I dati ufficiali sullo stato dell’economia nazionale ci dipingono un quadro assolutamente preoccupante e resta una pura menzogna l’ottimismo seminato a piene mani dal sistema dell’informazione, che ormai è ridotto a pura cassa di risonanza delle tesi governative. Prima il governo ha negato la crisi, adesso ci dice che è semplicemente superata.
I dati ufficiali ci dicono che il prodotto nazionale, già diminuito nel 2008, cala di oltre il 4 per cento nel 2009. Nel 2009 e nel 20010 crollano le esportazioni, crollano gli investimenti in macchinari ed attrezzature, calano ancora i consumi delle famiglie.
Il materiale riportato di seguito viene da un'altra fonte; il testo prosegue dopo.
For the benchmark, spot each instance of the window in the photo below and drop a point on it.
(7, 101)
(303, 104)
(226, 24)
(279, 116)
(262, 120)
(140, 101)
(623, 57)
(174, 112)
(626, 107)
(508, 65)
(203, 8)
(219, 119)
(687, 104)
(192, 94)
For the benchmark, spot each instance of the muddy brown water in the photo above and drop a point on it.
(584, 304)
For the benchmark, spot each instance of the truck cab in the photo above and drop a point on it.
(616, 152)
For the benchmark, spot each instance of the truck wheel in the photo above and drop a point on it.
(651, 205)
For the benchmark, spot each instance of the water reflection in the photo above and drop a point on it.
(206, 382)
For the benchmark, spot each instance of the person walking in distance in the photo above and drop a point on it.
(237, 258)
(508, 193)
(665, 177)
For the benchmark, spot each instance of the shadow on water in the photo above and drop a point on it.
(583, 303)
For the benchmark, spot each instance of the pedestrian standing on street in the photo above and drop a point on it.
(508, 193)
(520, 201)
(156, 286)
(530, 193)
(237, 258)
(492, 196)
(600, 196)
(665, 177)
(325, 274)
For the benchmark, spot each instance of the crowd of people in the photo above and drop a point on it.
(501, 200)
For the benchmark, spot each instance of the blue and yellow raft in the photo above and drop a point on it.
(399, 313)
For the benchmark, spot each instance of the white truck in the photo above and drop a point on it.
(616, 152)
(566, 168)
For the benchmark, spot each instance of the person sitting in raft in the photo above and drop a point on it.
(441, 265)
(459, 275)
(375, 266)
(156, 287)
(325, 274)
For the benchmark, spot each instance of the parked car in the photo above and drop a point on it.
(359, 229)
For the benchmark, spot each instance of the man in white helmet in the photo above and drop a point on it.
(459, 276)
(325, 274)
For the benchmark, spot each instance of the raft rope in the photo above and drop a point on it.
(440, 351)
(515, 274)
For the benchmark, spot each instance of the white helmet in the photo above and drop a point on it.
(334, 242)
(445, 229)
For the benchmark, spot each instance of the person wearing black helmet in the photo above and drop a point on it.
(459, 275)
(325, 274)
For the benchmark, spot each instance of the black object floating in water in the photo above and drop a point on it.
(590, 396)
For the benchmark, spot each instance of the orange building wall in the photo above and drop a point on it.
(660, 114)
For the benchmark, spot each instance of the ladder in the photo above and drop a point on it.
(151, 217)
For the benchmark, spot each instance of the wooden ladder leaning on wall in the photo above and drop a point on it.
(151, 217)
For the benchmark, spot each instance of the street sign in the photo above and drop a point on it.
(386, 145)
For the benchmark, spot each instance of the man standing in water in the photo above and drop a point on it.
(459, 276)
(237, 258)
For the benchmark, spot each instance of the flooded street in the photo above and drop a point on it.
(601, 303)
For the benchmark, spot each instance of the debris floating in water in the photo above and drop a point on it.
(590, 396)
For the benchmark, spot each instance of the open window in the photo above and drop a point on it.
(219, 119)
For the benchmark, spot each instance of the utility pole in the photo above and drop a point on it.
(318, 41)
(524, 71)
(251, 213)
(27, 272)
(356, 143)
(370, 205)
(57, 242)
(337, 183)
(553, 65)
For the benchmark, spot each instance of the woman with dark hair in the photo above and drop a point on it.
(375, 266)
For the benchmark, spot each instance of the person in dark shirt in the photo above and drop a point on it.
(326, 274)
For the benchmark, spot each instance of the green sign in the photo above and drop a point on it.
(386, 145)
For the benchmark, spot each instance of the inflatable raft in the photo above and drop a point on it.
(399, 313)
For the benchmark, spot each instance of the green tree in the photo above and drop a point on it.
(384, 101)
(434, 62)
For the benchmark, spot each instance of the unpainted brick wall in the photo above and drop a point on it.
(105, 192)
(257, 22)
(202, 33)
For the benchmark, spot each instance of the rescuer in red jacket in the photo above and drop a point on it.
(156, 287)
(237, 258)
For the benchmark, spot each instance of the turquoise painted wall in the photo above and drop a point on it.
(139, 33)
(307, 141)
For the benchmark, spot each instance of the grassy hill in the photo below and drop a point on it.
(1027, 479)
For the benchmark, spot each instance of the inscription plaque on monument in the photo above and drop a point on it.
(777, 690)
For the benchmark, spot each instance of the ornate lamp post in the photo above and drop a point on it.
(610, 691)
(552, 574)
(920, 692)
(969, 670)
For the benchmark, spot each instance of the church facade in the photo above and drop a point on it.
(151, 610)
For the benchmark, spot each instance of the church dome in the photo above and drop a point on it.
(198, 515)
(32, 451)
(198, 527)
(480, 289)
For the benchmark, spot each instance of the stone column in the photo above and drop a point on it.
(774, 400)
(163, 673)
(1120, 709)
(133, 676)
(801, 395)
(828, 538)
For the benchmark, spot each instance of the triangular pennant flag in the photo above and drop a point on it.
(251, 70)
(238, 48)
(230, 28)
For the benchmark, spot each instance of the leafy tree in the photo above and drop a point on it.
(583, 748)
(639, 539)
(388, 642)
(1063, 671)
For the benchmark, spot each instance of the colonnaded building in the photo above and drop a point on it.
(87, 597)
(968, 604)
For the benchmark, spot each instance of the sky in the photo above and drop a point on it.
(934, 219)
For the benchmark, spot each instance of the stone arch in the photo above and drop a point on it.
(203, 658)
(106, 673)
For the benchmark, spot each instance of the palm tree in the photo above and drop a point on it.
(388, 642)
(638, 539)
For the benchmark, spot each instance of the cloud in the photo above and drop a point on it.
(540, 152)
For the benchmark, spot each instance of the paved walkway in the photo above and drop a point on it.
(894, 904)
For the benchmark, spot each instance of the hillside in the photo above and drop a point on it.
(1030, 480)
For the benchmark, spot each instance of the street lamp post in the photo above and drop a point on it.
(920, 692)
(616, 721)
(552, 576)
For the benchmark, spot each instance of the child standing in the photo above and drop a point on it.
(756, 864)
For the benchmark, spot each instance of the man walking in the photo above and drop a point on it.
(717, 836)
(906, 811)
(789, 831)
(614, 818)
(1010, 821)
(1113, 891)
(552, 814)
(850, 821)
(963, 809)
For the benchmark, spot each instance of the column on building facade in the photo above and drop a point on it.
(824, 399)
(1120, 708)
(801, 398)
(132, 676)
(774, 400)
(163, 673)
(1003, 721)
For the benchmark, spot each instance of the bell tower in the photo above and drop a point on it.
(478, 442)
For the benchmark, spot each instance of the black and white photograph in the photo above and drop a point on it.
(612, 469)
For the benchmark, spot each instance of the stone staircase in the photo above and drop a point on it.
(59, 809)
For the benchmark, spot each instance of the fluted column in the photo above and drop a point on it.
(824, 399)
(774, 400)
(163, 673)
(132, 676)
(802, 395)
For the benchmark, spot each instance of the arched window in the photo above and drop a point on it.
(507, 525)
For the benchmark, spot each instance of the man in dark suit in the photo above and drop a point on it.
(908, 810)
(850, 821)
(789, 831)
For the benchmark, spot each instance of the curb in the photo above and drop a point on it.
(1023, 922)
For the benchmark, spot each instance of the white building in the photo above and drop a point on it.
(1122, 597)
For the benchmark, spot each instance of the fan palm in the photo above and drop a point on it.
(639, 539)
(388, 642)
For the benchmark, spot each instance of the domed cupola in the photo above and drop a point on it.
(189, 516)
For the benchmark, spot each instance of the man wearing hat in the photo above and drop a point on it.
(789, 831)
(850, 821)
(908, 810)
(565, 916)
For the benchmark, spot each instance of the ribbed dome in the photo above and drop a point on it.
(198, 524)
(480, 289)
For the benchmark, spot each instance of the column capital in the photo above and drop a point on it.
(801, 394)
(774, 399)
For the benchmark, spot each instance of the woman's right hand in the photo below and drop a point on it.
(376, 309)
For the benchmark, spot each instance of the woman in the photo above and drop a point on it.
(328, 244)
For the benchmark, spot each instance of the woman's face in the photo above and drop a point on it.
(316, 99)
Si prevede che entro il 2010 il tasso di disoccupazione aumenterà di almeno due punti, arrivando quasi al 9 per cento. La crescita potenziale dell’Italia (capacità di sviluppo grazie alla disponibilità di lavoro e capitale e al progresso tecnologico) si aggira attorno allo zero almeno fino al 2010.
Nel 2008 l’Italia è stata il solo grande paese il cui prodotto è calato. Fatto uguale a 100 il prodotto nel 2007, nel 2010 quello italiano si troverà a una quota appena superiore a 95, oltre due punti in meno dei paesi industrializzati, della media dell’area euro, della Francia, della Germania e della Spagna.
In condizioni di recessione economica va molto male anche la finanza pubblica. Diminuiscono le entrate e poco o nulla influiscono le uscite, ed infatti il nostro sistema degli ammortizzatori sociali, che dovrebbe offrire un sostegno al reddito dei disoccupati e dei precari, è debole e assolutamente insufficiente.
Proprio per questo, Rifondazione comunista insiste sulla proposta dell’istituzione di un “reddito sociale” per tutti coloro che sono inoccupati e il blocco dei licenziamenti dei lavoratori delle imprese colpite dalla crisi della globalizzazione neoliberista. Il debito pubblico torna al 117 per cento del prodotto interno lordo.
Lo dicono i dati del governo, la produttività è stagnante, gli investimenti sono insufficienti, i redditi personali e i consumi familiari sono bassi, la struttura del bilancio pubblico è tragica, la pressione fiscale immutabile, decimale più, decimale meno, attorno al 43 per cento.
Fra qualche giorno usciranno i dati sulla crescita europea nel primo trimestre 2009 e gli esperti – come Giuseppe Turani – anticipano che si tratterà di numeri da incubo. Gli Usa hanno già comunicato che il loro Pil è sceso del 6,1 per cento. Non si può escludere che in Europa il crollo sia addirittura doppio, se non più. Di sicuro andrà malissimo il Pil della Germania, per la quale si parla di crollo vicino al 15 per cento.
Dal fallimento della Lehman Brothers (una delle banche più grandi del mondo, attiva in 150 paesi) l’immenso debito che stava sul mercato (nelle banche) è stato trasferito sui bilanci statali, così si socializzano le perdite e si scaricano sulle spalle dei contribuenti onesti.
Occorre costruire un movimento di alternativa sociale, culturale e politico che abbia l’obiettivo di non far ricadere il risanamento sulle spalle del lavoro, un movimento largo e plurale; il primo passo è rafforzare il progetto politico dei comunisti e degli anticapitalisti.